Silicon Valley Comic Con is not one of the biggest comic cons. New York Comic Con had 250,000 people, San Diego Comic Con had 130,000 people, and Silicon Valley Comic Con had 70,000 people in 2018. Nearly a half-million people attended just those three events. Most of those people were adults with money to spend on travel, hotel rooms, admission and photo-op tickets, and a ton of collectible swag.
Another number to consider is the latest superhero movie, “Aquaman,” made $1 billion USD in worldwide ticket sales. Not a bad return on a movie that cost $160 million USD to make. And some people wonder why every other movie in the past decade was a superhero movie.
GLOWY THINGS
I guess Bill Maher never read the graphic novel or seen the movie called “The Watchmen,” where nearly all the superheroes and villains had neither superpowers nor glowy things. The exception being Dr. Manhattan, who got caught in a radiation experiment that turned him into a hairless Smurf. He had a glowy blue penis when he wasn’t wearing a Speedo in public.

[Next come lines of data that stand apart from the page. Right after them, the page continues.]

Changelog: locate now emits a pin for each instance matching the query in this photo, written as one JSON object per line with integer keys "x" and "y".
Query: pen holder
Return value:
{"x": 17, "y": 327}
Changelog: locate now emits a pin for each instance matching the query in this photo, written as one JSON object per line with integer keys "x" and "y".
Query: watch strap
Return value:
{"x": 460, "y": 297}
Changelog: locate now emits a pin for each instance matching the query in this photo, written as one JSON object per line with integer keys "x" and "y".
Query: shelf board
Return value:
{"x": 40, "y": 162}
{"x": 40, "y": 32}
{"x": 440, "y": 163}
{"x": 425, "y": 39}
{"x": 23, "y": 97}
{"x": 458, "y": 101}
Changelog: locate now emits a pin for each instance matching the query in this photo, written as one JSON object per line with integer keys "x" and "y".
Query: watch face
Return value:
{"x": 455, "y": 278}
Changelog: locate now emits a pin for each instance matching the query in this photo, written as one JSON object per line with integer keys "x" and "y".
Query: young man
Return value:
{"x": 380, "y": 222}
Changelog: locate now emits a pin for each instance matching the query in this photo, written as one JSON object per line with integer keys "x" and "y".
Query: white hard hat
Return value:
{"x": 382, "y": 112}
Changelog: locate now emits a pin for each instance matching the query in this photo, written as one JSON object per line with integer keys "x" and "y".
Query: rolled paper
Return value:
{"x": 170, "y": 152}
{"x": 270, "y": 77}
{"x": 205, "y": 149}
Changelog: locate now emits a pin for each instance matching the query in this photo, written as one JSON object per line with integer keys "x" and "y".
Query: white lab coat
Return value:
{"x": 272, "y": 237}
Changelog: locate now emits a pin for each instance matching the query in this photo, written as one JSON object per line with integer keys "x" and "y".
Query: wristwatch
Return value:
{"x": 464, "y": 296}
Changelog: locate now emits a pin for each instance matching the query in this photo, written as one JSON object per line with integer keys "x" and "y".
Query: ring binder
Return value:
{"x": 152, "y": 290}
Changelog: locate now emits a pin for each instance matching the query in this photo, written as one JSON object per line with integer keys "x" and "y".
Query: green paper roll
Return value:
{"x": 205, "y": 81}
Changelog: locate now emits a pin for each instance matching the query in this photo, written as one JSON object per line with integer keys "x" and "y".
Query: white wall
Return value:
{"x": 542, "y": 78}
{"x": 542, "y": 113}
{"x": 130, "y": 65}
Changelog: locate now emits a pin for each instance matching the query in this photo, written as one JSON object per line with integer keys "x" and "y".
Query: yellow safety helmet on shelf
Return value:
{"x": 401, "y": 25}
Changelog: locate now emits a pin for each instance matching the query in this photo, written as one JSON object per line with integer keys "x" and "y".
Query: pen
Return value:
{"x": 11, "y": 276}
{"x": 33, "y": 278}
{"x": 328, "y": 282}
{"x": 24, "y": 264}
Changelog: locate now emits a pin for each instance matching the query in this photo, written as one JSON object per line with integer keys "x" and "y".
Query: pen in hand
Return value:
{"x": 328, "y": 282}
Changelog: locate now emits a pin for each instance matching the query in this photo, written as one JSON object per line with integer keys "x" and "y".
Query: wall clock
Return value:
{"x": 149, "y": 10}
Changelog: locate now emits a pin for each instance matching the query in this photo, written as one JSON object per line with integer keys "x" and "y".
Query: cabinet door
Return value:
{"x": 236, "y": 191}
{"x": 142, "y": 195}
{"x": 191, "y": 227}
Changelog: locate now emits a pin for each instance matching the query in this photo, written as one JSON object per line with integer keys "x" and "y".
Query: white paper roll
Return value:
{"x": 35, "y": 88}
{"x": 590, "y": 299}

I saw the first 20 minutes of “The Watchmen” at WonderCon 2009 in San Francisco. Several people decided to cosplay, or dressed up, as Watchmen characters like Silk Spectre and Dr. Manhattan. One man showed up at as Dr. Manhattan wearing nothing but blue body paint, a Speedo and sandals. Silicon Valley comic cons in recent years are no longer allowing people to wear near nude costumes with just Speedos or bikinis.
OPEN LETTER
Bill Maher, in response to the open letter by Team Stan, was wrong about Dickens, Steinbeck, Melville and Shakespeare in terms of pop culture history. Society today regards those authors as being worthy of reading because their novels and plays are on approved classroom reading lists. Unless you are an English major, you’re most likely not going read them on your own. Those novels and plays were often condemned by early literary critics for fictionalizing controversial events and becoming popular with the reading masses.
Dickens wrote about work houses, Steinbeck wrote about grape workers, and Melville wrote about white whales. Shakespeare stole from everyone in Western Civilization for his ideas, invented new words for the English language, and became popular with the “groundlings” that paid a penny to stand in front of the stage because it was cheap entertainment. No surprise that Bill Maher jumped on the culture war bandwagon to condemn comic book and superhero movie fans.
#ADULTING
Bill Maher doesn’t understand what #adulting mean. That hashtag should apply to anyone who appoints themselves as an “adult” to put down other people as “children” because they do not understand today’s pop culture. People who enjoy reading comic books and watching superhero movies are not children. They are adults who want to spend their hard earned money on larger than life entertainment.